Nella stima del valore economico della fauna selvatica è necessario chiarire la natura dei benefici ricevuti dall’uso e dal non-uso. Quando la qualificazione “pubblicistica” della fauna selvatica è preponderante, il valore dei benefici ottenibili dalla dimensione collettiva risulta di gran lunga superiore: essi includono anche le componenti di on-uso del valore economico totale. Lo schema di applicazione del VET alla fauna selvatica proposto può supportare il processo decisionale della gestione. I benefici d’uso connessi a questa risorsa rinnovabile sono noti e riconosciuti: ad esempio la possibilità di esercizio dell’attività venatoria, i servizi ricreativi di non consumo (wildlife watching, escursionismo) il valore di ricerca, input in attività di produzione e consumo (cibo, pelli) l’indotto della caccia.

 

 

Ulteriori informazioni utili alla valutazione della tesi

 

La scarsa disponibilità di stime relative al valore economico degli animali selvatici, nella connotazione riferita all’uso e al non-uso può portare a scelte di gestione della risorsa inefficienti dal punto di vista economico ed ecosistemico. Il VET applicato alla fauna può contribuire così all’efficienza economica e sociale delle scelte, in un sistema di riferimento basato sulla sostenibilità. Il VET ha connaturato una idea di sostenibilità: i valori d’uso diretto sono associati alla dimensione economica, quelli d’uso indiretto si associano alla dimensione ecologica, il valore vicario e di lascito sono legati alla dimensione sociale.
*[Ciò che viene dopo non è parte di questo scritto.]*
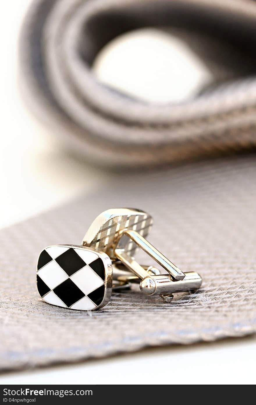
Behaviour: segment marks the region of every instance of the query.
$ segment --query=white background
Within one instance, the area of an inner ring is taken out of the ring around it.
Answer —
[[[21,97],[17,38],[30,1],[19,0],[14,4],[5,2],[1,6],[2,227],[56,206],[111,177],[107,172],[95,168],[93,171],[86,162],[62,150],[51,130],[27,111]],[[136,70],[130,63],[135,58]],[[150,66],[146,72],[145,66]],[[95,71],[103,81],[159,102],[182,100],[211,78],[205,67],[179,41],[154,30],[114,41],[97,58]],[[0,377],[0,383],[254,384],[255,348],[255,339],[252,337],[175,346],[6,374]]]

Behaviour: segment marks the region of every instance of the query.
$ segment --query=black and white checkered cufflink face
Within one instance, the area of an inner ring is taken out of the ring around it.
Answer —
[[[38,292],[48,303],[96,309],[110,298],[112,264],[107,255],[89,248],[49,246],[39,255],[37,279]]]

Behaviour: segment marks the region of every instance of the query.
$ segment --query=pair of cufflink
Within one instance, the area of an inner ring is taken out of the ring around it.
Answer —
[[[129,289],[140,284],[147,296],[169,303],[173,293],[194,291],[202,283],[195,272],[184,273],[145,238],[153,223],[140,210],[118,208],[99,215],[82,245],[45,248],[37,264],[37,289],[49,304],[72,309],[94,310],[110,301],[112,289]],[[141,266],[134,258],[140,247],[167,272]]]

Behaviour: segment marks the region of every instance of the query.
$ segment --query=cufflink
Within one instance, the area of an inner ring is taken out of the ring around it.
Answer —
[[[140,210],[117,208],[108,210],[93,221],[82,241],[83,246],[106,254],[113,263],[118,262],[133,276],[123,274],[118,279],[140,282],[142,292],[147,295],[159,295],[169,303],[173,293],[199,288],[202,283],[195,272],[184,273],[151,244],[145,238],[153,224],[152,216]],[[140,247],[167,272],[157,273],[152,266],[142,266],[134,258]],[[134,277],[134,275],[135,277]]]
[[[49,304],[72,309],[97,309],[111,296],[112,263],[105,253],[89,247],[49,246],[38,257],[37,282],[40,295]]]
[[[194,291],[202,283],[195,272],[184,273],[145,239],[153,223],[149,214],[133,209],[108,210],[93,221],[82,245],[46,247],[39,255],[38,292],[49,304],[71,309],[102,308],[112,290],[140,284],[146,295],[167,303],[173,294]],[[134,256],[140,247],[167,272],[142,266]]]

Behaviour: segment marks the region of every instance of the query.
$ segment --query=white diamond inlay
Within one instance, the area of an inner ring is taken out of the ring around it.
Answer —
[[[103,280],[89,266],[85,266],[70,277],[87,295],[103,285]]]
[[[89,311],[96,308],[97,305],[86,296],[80,300],[75,304],[73,304],[70,307],[72,309],[82,309],[84,311]]]
[[[99,256],[97,253],[90,252],[89,250],[86,250],[85,249],[75,249],[74,250],[87,264],[89,264],[99,257]]]
[[[66,250],[68,250],[69,248],[64,246],[50,246],[45,250],[53,259],[56,259],[56,257],[64,253]]]
[[[43,298],[44,301],[46,301],[48,304],[52,304],[53,305],[57,305],[59,307],[63,307],[66,308],[66,305],[62,302],[61,300],[57,296],[53,291],[50,291],[47,294],[44,296]]]
[[[40,269],[37,274],[51,290],[68,278],[68,275],[54,260]]]

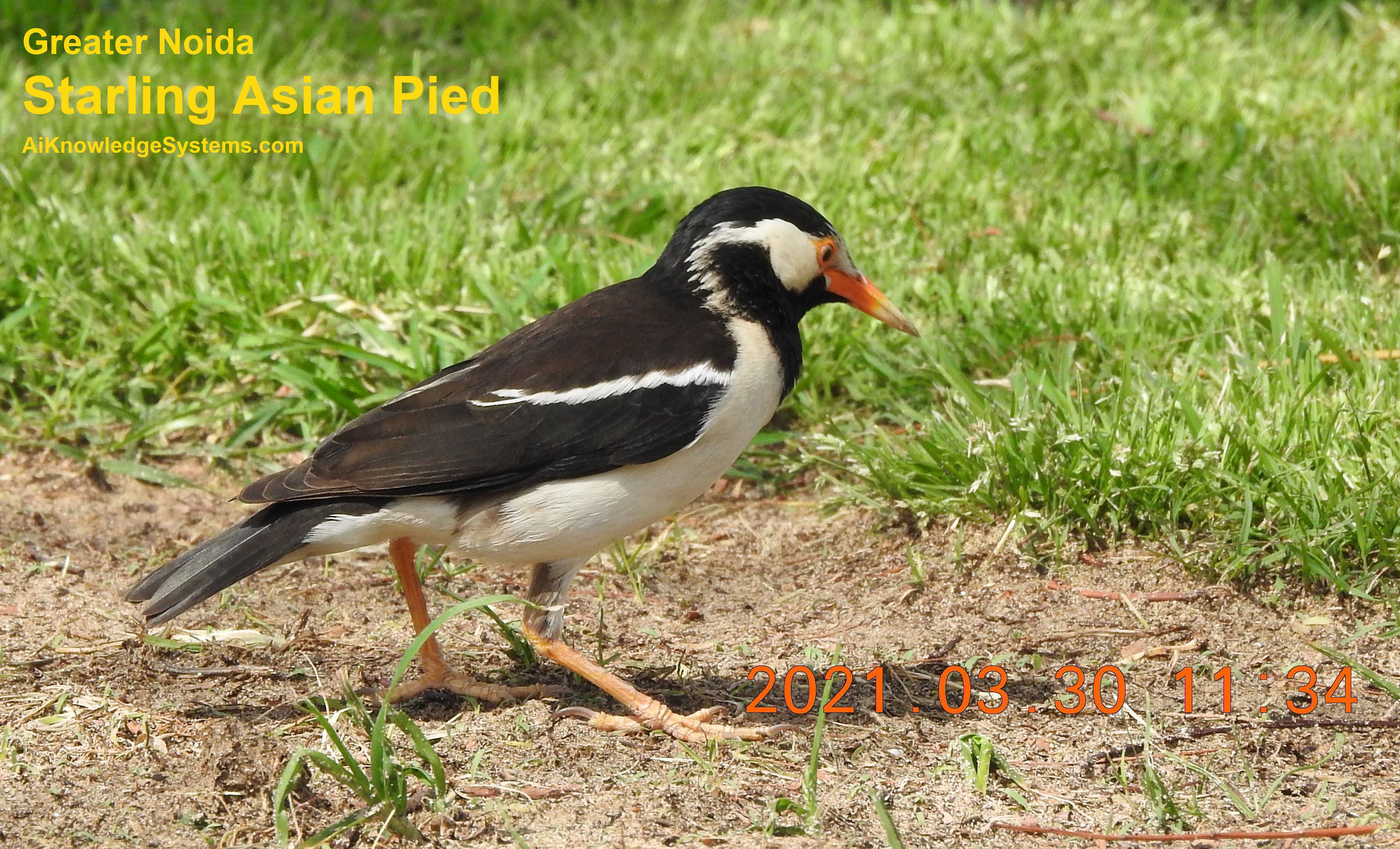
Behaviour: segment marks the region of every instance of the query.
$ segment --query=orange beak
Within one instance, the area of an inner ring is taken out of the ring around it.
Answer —
[[[904,318],[904,314],[895,304],[889,303],[885,293],[875,289],[875,284],[860,272],[848,275],[840,269],[829,269],[826,272],[826,290],[896,331],[909,333],[910,336],[918,335],[918,331]]]

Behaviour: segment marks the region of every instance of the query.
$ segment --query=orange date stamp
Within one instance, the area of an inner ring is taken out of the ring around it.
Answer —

Il VET applicato alla fauna pone questa al centro dell’attenzione decisionale. Il riscontro del solo valore monetario della caccia e dell’indotto creato rischia di oscurare gli altri valori (d’uso non consumptive, di non-uso) che a fatica stanno emergendo nel dibattito ambientale.
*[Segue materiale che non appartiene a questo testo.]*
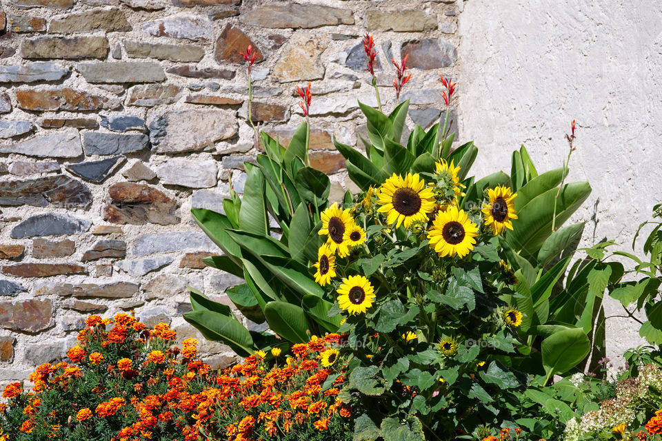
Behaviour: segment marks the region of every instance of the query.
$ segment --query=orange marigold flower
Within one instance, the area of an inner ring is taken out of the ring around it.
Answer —
[[[20,395],[22,391],[23,387],[21,383],[10,383],[5,387],[2,396],[5,398],[13,398]]]
[[[78,345],[67,351],[67,356],[69,358],[69,360],[74,363],[80,362],[85,358],[86,355],[87,355],[87,353],[85,351],[85,349],[79,347]]]
[[[159,364],[166,361],[166,354],[161,351],[152,351],[147,358],[152,363]]]
[[[76,413],[76,420],[77,421],[85,421],[86,420],[89,420],[92,418],[92,411],[90,411],[87,407],[84,407],[81,410],[78,411]]]
[[[90,354],[90,362],[92,365],[101,365],[106,360],[103,356],[99,352],[92,352]]]
[[[320,418],[312,424],[319,431],[326,430],[329,428],[329,419],[327,418]]]
[[[21,427],[19,429],[19,431],[23,433],[30,433],[32,431],[32,429],[34,429],[35,424],[34,422],[32,420],[26,420],[23,422],[23,424],[21,424]]]
[[[101,324],[101,318],[99,316],[90,316],[85,320],[85,324],[88,326],[99,326]]]

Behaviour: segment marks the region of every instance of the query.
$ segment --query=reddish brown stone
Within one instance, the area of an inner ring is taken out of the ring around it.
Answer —
[[[214,95],[189,95],[185,101],[191,104],[211,104],[213,105],[238,105],[243,103],[243,99],[216,96]]]
[[[16,338],[10,336],[0,337],[0,361],[14,360],[14,344]]]
[[[310,167],[327,174],[335,173],[345,168],[345,158],[339,153],[313,152],[309,157],[310,158]]]
[[[98,129],[99,123],[96,119],[89,118],[44,118],[39,123],[44,129],[61,129],[65,127],[77,129]]]
[[[50,300],[0,302],[0,326],[10,329],[39,332],[48,327],[52,315]]]
[[[76,251],[76,243],[73,240],[49,240],[48,239],[32,239],[32,257],[46,259],[52,257],[66,257]]]
[[[211,257],[212,256],[217,256],[217,254],[206,252],[187,253],[185,256],[181,258],[181,261],[179,263],[179,267],[192,268],[193,269],[201,269],[203,268],[206,268],[207,265],[205,265],[205,263],[200,259],[205,257]]]
[[[118,183],[110,186],[108,194],[112,201],[106,205],[103,217],[108,222],[137,225],[179,222],[177,202],[149,185]]]
[[[73,309],[85,313],[103,312],[108,309],[108,307],[105,305],[97,305],[92,302],[79,300],[77,298],[70,298],[65,300],[62,302],[61,305],[65,309]]]
[[[121,103],[117,99],[92,95],[83,90],[70,88],[55,90],[35,90],[26,89],[16,91],[19,107],[24,110],[66,110],[81,112],[117,109]]]
[[[285,121],[290,118],[290,107],[280,104],[253,103],[251,108],[251,119],[262,123]]]
[[[16,277],[50,277],[61,274],[84,274],[85,267],[66,263],[19,263],[2,267],[2,272]]]
[[[172,0],[172,4],[181,8],[192,8],[194,6],[213,6],[214,5],[237,6],[241,3],[241,0]]]
[[[0,259],[14,259],[23,256],[26,247],[23,245],[0,245]]]
[[[253,47],[253,50],[257,54],[255,62],[259,63],[263,60],[264,57],[262,56],[262,51],[248,36],[239,28],[235,28],[228,23],[216,41],[214,58],[219,63],[229,61],[237,64],[243,64],[245,60],[241,54],[246,52],[246,48],[249,45]]]
[[[228,69],[212,69],[211,68],[198,69],[195,65],[174,66],[168,68],[166,72],[188,78],[218,78],[223,80],[231,80],[237,74],[237,72],[234,70]]]

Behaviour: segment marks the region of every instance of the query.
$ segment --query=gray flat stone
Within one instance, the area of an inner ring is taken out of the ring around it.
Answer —
[[[215,187],[219,169],[215,161],[172,158],[156,170],[161,183],[190,188]]]
[[[0,296],[18,296],[19,293],[28,291],[18,283],[9,280],[0,280]]]
[[[115,267],[137,277],[165,267],[174,260],[174,256],[160,256],[153,258],[121,260],[115,263]]]
[[[101,161],[68,164],[66,168],[86,181],[100,183],[126,160],[124,156],[113,156]]]
[[[57,81],[68,73],[69,68],[59,66],[54,63],[0,66],[0,83]]]
[[[77,158],[83,154],[83,149],[78,132],[70,132],[3,145],[0,153],[19,153],[40,158]]]
[[[0,120],[0,139],[7,139],[30,133],[34,126],[30,121]]]
[[[145,120],[132,115],[111,115],[101,116],[101,127],[113,132],[128,130],[145,130]]]
[[[90,229],[92,221],[68,214],[37,214],[30,216],[12,229],[14,239],[41,236],[66,236],[84,233]]]
[[[218,247],[202,232],[172,232],[139,236],[131,247],[132,256],[147,256],[184,249],[209,251]]]
[[[83,139],[86,154],[118,154],[139,152],[147,147],[147,135],[125,135],[114,133],[88,132]]]
[[[166,79],[155,62],[80,63],[76,66],[88,83],[159,83]]]

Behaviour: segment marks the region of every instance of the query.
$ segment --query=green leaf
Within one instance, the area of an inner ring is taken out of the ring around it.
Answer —
[[[487,371],[481,371],[480,375],[485,382],[496,384],[501,389],[514,389],[521,385],[512,372],[503,370],[495,361],[490,363]]]
[[[295,343],[308,342],[310,329],[305,311],[301,307],[285,302],[269,302],[264,307],[264,316],[271,330]]]
[[[257,167],[251,167],[248,174],[239,212],[239,226],[249,233],[268,236],[269,219],[264,197],[264,176]]]
[[[559,331],[543,340],[541,352],[548,378],[567,372],[579,365],[590,349],[588,337],[581,328]]]
[[[248,329],[234,317],[212,311],[194,311],[182,316],[205,338],[225,343],[240,356],[248,357],[255,350]]]
[[[386,390],[386,387],[383,379],[377,376],[379,372],[379,368],[377,366],[354,368],[350,374],[349,386],[365,395],[381,395]]]
[[[312,167],[299,169],[294,183],[301,198],[306,202],[319,206],[329,198],[331,190],[329,177]]]

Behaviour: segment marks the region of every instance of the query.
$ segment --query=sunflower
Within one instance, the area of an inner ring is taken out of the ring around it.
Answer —
[[[459,167],[455,167],[452,161],[451,161],[450,164],[449,164],[445,159],[442,159],[435,163],[434,167],[437,170],[437,178],[439,181],[445,183],[449,187],[452,186],[456,201],[457,201],[458,196],[465,196],[462,189],[466,188],[466,186],[460,183],[460,178],[457,176],[458,172],[460,171]]]
[[[365,242],[365,232],[363,229],[354,224],[345,230],[343,242],[349,247],[356,247]]]
[[[336,256],[333,255],[328,244],[323,244],[317,251],[317,263],[315,264],[317,271],[315,273],[315,282],[324,286],[336,276]]]
[[[342,209],[338,204],[332,205],[322,212],[322,228],[318,233],[320,236],[329,236],[326,243],[332,253],[338,252],[338,256],[345,257],[350,254],[347,244],[343,240],[345,230],[354,225],[354,218],[350,214],[350,209]]]
[[[469,220],[464,210],[454,206],[437,214],[428,238],[440,257],[456,254],[464,257],[474,249],[474,238],[477,235],[478,226]]]
[[[457,353],[457,342],[452,337],[443,338],[439,342],[439,352],[447,357],[452,357]]]
[[[512,229],[512,219],[516,219],[515,205],[512,201],[517,194],[510,191],[510,187],[497,185],[488,190],[490,203],[483,205],[485,225],[492,227],[494,236],[501,234],[505,229]]]
[[[377,203],[381,205],[377,211],[386,214],[388,223],[397,228],[404,223],[409,228],[414,220],[428,221],[428,213],[434,209],[434,195],[418,173],[408,173],[404,178],[394,173],[380,187]]]
[[[365,312],[374,300],[374,289],[363,276],[350,276],[343,279],[338,289],[338,304],[350,314]]]
[[[324,351],[324,352],[322,352],[320,356],[322,358],[322,366],[328,367],[338,360],[338,350],[327,349]]]
[[[503,320],[508,326],[516,328],[522,324],[522,313],[513,308],[506,309],[503,313]]]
Il ruolo dell’altruismo nella teoria dei valori di non-uso è fondamentale. Le motivazioni altruistiche contribuiscono a spiegare il comportamento umano, sono parte integrante della definizione delle sue norme di razionalità. Per molti le istituzioni della moderna economia di mercato trovano nel paradigma dell’homo economicus un loro “naturale” fondamento, ignorando il comportamento pro-sociale. La riflessione, in continua evoluzione sui valori di non-uso apporta un ulteriore contributo a questo nuovo orizzonte della scienza economica.

 

 

Principali elementi (max 3) in base ai quali si ritiene che la candidatura meriti di vincere il riconoscimento

 

Il concetto di VET si presenta come uno strumento semplice, “trasparente” concreto, applicabile nelle valutazioni ambientali, lo sviluppo sostenibile può trovare in esso così un valido affidabile strumento applicativo viste le difficoltà presenti nell’attuare concretamente la sostenibilità.
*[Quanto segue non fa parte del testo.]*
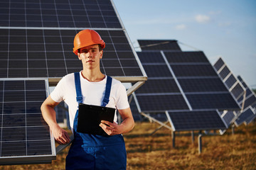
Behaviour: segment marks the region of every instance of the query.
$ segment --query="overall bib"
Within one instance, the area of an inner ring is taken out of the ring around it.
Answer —
[[[75,73],[78,105],[82,102],[80,74]],[[107,77],[102,106],[109,102],[112,78]],[[74,140],[66,157],[66,169],[126,169],[127,154],[122,135],[102,136],[77,132],[78,109],[73,125]]]

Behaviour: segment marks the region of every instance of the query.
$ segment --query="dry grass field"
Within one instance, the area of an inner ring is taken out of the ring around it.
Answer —
[[[170,130],[137,123],[124,135],[127,151],[127,170],[134,169],[256,169],[256,124],[228,129],[223,135],[204,135],[202,153],[198,154],[198,138],[192,143],[189,132],[176,133],[172,147]],[[195,133],[196,135],[196,133]],[[0,169],[65,169],[66,148],[51,164],[0,166]]]

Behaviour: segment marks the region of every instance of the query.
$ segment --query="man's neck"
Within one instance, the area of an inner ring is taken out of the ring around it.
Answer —
[[[91,82],[100,81],[105,78],[105,75],[100,71],[92,71],[83,69],[82,76],[84,79]]]

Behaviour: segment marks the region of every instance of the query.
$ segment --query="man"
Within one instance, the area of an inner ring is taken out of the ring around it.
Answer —
[[[54,107],[62,101],[68,106],[74,140],[66,158],[66,169],[126,169],[126,150],[121,134],[132,130],[134,121],[124,86],[114,79],[110,85],[109,76],[100,72],[105,47],[104,40],[96,31],[79,32],[74,39],[73,52],[82,61],[82,70],[65,76],[41,106],[43,118],[59,144],[66,144],[70,140],[67,132],[57,124]],[[102,106],[107,86],[110,86],[109,101],[104,106],[117,108],[123,122],[117,125],[116,115],[114,123],[102,120],[100,126],[107,137],[78,132],[78,103]]]

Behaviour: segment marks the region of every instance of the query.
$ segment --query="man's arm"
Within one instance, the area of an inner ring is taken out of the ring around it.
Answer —
[[[61,128],[56,121],[56,113],[54,107],[59,103],[54,101],[49,96],[43,103],[41,110],[43,119],[49,125],[50,130],[53,132],[54,138],[58,144],[66,144],[70,141],[68,132]]]
[[[109,135],[114,135],[118,134],[126,133],[131,131],[134,127],[134,120],[132,117],[130,108],[118,110],[123,121],[120,125],[108,121],[102,120],[100,126]],[[106,125],[108,125],[109,126]]]

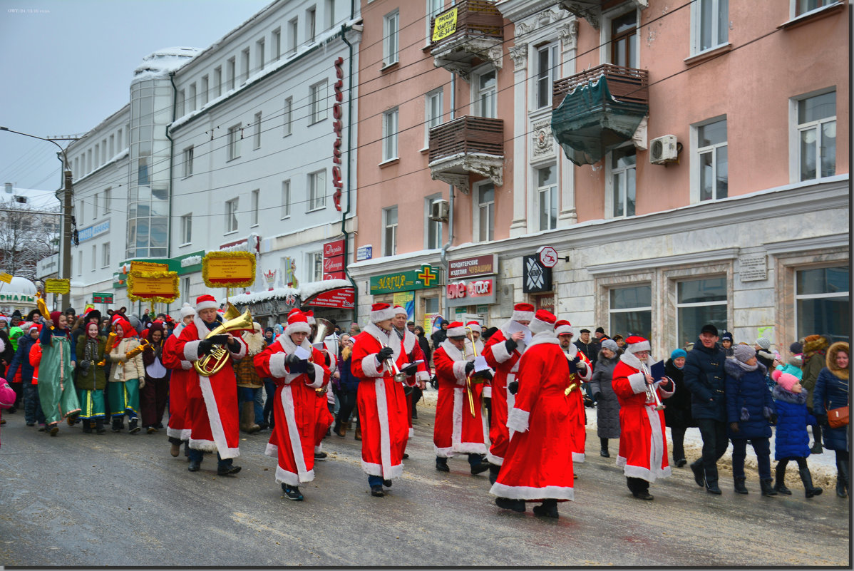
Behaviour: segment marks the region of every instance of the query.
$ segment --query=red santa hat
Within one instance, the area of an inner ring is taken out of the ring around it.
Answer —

Se i valori di non-uso fossero riconosciuti nella nozione di danno ambientale, un importante passo in avanti per l’affermazione dello sviluppo sostenibile sarebbe compiuto.

Nello specifico il concetto di Valore Economico Totale applicato alla fauna selvatica può contribuire a migliorare la prospettiva economica che il Wildlife Management si propone di considerare: il VET applicato alla fauna pone questa al centro dell’attenzione decisionale. Il riscontro del solo valore monetario della caccia e dell’indotto creato rischia di oscurare gli altri valori (d’uso non consumptive, di non-uso) che a fatica stanno emergendo nel dibattito ambientale.